Listmates, Every time I run into sed, it's a fight. I'm trying to locate a " and then strip the quote and everything that follows from each line in a file called "myfile". I am obviously horribly confused with the ranges escaped parentheses and \1 remembered patterns. Surely sed can do this, but the trees are obscuring the forest. The lines I have in myfile are all like: /home/icons-2/filename.gif">capital seal 1</A> The problem I am having is that the " is in the middle of a 'word' so something like cat ~/tmp/myfile | sed 's/"\([0-9A-Za-z]*\)*/\1/' doesn't work. Something as simple as cat ~/tmp/myfile | sed 's/"//' does find the " and delete it, but how do I get rid of the rest of the line? Help! -- David C. Rankin, J.D., P.E. Rankin Law Firm, PLLC 510 Ochiltree Street Nacogdoches, Texas 75961 Telephone: (936) 715-9333 Facsimile: (936) 715-9339 www.rankinlawfirm.com -- To unsubscribe, e-mail: opensuse+unsubscribe@opensuse.org For additional commands, e-mail: opensuse+help@opensuse.org
On Friday 15 February 2008 08:51, David C. Rankin wrote:
Listmates,
Every time I run into sed, it's a fight. I'm trying to locate a " and then strip the quote and everything that follows from each line in a file called "myfile". I am obviously horribly confused with the ranges escaped parentheses and \1 remembered patterns. Surely sed can do this, but the trees are obscuring the forest. The lines I have in myfile are all like:
/home/icons-2/filename.gif">capital seal 1</A>
The problem I am having is that the " is in the middle of a 'word' so something like cat ~/tmp/myfile | sed 's/"\([0-9A-Za-z]*\)*/\1/' doesn't work. Something as simple as cat ~/tmp/myfile | sed 's/"//' does find the " and delete it, but how do I get rid of the rest of the line?

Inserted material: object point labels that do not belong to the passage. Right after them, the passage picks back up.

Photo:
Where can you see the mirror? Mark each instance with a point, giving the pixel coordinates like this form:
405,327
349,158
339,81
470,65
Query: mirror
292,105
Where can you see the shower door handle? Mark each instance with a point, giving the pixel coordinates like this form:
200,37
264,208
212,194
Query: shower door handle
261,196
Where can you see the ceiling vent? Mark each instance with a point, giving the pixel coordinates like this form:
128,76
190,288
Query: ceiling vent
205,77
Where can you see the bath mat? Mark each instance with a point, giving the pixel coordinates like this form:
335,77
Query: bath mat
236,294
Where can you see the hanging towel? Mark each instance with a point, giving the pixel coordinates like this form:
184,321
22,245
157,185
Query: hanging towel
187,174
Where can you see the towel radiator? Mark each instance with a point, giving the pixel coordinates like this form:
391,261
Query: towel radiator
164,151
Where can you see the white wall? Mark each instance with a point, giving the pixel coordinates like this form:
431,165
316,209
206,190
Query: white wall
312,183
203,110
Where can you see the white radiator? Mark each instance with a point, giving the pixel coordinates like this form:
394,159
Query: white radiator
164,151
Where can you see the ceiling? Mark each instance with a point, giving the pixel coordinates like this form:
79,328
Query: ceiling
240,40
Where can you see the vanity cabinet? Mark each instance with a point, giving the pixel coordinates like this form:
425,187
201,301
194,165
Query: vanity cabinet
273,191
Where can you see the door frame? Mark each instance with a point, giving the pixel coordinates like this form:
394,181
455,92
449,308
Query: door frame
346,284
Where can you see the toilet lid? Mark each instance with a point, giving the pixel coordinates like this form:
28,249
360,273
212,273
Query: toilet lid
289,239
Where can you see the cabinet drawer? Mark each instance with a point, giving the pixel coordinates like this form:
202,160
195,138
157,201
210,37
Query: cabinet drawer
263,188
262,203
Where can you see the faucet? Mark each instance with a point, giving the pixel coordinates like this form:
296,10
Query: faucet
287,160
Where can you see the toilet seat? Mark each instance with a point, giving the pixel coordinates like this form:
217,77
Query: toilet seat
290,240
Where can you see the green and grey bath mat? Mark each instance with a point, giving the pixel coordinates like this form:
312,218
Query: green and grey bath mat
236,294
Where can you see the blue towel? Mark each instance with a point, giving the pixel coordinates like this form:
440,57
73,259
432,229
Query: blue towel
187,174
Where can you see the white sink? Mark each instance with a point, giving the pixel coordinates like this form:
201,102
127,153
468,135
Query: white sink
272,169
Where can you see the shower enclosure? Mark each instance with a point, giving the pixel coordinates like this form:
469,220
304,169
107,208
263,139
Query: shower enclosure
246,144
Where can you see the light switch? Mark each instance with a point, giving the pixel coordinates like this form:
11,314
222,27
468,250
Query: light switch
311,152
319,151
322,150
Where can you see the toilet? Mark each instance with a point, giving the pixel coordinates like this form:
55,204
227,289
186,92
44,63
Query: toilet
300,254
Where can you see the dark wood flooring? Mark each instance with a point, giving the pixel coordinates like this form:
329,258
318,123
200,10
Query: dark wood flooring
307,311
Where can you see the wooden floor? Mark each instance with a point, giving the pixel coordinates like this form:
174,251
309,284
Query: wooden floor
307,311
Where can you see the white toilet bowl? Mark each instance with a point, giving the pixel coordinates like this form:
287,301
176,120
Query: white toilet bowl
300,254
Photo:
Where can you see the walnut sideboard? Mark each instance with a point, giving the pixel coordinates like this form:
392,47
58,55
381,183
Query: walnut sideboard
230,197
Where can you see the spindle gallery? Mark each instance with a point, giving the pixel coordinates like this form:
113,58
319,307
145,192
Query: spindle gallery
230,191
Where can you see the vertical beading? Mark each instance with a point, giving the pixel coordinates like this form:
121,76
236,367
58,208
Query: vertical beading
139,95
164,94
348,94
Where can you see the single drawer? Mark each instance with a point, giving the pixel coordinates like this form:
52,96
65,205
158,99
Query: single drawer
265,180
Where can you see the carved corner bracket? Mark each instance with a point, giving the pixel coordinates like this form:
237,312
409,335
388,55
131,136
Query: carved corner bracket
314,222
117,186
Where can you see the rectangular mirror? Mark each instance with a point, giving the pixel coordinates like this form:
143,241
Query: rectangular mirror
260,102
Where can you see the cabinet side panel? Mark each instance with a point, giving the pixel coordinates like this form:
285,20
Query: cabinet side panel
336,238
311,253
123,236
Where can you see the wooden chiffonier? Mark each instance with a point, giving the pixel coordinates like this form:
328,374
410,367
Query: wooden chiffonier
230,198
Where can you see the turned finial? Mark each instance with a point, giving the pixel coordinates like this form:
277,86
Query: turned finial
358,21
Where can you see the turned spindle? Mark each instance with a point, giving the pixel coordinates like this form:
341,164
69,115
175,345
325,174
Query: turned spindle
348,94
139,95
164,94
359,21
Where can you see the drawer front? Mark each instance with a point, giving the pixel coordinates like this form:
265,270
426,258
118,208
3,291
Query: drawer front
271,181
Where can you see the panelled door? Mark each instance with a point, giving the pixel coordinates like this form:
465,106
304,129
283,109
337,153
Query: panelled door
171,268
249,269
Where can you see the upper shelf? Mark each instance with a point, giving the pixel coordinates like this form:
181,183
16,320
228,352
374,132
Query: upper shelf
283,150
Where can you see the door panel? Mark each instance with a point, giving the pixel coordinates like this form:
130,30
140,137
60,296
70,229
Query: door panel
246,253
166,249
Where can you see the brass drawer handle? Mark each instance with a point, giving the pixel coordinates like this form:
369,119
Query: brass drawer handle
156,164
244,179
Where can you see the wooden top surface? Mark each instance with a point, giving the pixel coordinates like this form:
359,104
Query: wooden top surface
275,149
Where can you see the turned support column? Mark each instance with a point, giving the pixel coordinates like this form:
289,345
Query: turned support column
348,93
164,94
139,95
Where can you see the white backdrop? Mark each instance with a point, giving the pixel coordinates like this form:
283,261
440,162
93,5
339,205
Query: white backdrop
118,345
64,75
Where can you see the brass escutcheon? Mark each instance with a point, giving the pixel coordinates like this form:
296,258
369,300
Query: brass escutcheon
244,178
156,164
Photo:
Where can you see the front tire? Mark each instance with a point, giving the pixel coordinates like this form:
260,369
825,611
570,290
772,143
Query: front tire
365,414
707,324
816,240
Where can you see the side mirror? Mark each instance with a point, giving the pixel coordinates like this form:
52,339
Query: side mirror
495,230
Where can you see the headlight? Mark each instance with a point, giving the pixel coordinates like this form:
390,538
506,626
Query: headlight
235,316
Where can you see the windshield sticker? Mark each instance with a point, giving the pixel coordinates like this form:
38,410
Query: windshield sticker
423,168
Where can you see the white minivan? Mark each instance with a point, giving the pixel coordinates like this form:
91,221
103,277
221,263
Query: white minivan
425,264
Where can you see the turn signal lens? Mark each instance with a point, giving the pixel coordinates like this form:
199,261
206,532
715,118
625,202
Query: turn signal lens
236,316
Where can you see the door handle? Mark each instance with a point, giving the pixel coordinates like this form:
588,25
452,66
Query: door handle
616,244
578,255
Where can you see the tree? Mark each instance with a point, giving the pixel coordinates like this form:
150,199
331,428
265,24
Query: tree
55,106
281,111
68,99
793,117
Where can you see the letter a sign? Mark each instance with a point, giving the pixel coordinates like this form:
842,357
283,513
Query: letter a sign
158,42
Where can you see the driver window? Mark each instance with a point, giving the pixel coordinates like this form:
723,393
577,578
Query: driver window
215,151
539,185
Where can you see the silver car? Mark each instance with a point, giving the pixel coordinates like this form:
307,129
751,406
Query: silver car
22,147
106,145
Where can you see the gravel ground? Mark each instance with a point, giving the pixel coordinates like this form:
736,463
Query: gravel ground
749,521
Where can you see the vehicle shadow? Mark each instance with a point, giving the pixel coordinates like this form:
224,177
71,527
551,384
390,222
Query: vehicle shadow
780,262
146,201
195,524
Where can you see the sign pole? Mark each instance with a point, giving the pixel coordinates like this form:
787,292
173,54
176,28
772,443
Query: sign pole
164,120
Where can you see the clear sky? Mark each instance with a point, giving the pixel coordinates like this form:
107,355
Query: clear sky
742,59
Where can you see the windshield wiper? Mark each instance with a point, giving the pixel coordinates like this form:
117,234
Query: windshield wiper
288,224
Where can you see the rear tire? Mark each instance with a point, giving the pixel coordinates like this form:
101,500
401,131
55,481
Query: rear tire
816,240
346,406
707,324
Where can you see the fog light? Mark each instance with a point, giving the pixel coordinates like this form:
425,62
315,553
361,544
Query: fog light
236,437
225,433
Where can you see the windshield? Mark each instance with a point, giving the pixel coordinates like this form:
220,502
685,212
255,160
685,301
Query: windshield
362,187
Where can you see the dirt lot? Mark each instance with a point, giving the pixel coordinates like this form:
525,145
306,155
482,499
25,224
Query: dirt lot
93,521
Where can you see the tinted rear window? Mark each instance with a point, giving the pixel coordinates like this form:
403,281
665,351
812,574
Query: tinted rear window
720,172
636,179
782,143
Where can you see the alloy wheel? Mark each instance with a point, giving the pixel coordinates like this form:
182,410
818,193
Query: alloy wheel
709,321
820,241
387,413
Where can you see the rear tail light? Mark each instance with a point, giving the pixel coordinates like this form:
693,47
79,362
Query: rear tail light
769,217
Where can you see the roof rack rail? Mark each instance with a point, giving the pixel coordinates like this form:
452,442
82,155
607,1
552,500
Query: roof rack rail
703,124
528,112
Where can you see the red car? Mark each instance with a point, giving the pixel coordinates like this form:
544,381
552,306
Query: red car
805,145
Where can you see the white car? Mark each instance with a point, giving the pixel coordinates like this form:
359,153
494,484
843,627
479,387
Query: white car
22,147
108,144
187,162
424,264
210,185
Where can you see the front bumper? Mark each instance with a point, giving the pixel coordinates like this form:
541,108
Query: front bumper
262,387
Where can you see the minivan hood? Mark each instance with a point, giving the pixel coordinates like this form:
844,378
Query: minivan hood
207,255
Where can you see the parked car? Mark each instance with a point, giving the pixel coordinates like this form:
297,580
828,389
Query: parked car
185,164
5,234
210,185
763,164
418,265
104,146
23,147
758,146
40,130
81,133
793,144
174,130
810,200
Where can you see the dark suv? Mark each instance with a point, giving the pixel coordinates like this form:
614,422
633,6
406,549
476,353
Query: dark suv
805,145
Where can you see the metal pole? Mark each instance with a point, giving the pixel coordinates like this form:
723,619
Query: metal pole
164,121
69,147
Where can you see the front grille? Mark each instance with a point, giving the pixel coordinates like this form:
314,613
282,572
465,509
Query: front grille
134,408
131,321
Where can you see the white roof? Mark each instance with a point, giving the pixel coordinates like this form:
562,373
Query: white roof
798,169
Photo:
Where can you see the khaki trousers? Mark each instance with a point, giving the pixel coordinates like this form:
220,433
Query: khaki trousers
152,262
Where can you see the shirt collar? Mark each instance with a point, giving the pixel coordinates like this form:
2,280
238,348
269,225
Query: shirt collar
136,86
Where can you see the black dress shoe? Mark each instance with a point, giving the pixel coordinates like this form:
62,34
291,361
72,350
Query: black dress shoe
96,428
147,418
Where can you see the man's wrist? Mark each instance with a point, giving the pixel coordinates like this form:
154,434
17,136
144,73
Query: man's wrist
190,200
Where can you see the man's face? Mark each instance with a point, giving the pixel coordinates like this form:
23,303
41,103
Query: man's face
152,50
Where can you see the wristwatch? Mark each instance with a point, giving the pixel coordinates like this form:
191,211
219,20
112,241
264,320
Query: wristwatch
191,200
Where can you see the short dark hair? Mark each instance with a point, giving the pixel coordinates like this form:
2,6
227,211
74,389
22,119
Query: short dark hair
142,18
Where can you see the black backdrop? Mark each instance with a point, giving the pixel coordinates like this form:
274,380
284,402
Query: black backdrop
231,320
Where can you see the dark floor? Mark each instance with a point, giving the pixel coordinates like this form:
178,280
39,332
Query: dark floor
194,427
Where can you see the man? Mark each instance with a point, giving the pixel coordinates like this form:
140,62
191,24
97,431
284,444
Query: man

Sed is an odd duck, though mostly only in its more esoteric options and operations. This one's pretty simple: sed -e 's/".*//' ~/tmp/myfile >resultFile Please break yourself of the habit of doing "cat someFile |someCommand" Very, very few Unix command do not take file names as specifications of the input on which to operate.
Help!
Calm down.
-- David C. Rankin
Randall Schulz -- To unsubscribe, e-mail: opensuse+unsubscribe@opensuse.org For additional commands, e-mail: opensuse+help@opensuse.org
On Friday 15 February 2008 09:22, Per Jessen wrote:
Randall R Schulz wrote:
Please break yourself of the habit of doing "cat someFile |someCommand" Very, very few Unix command do not take file names as specifications of the input on which to operate.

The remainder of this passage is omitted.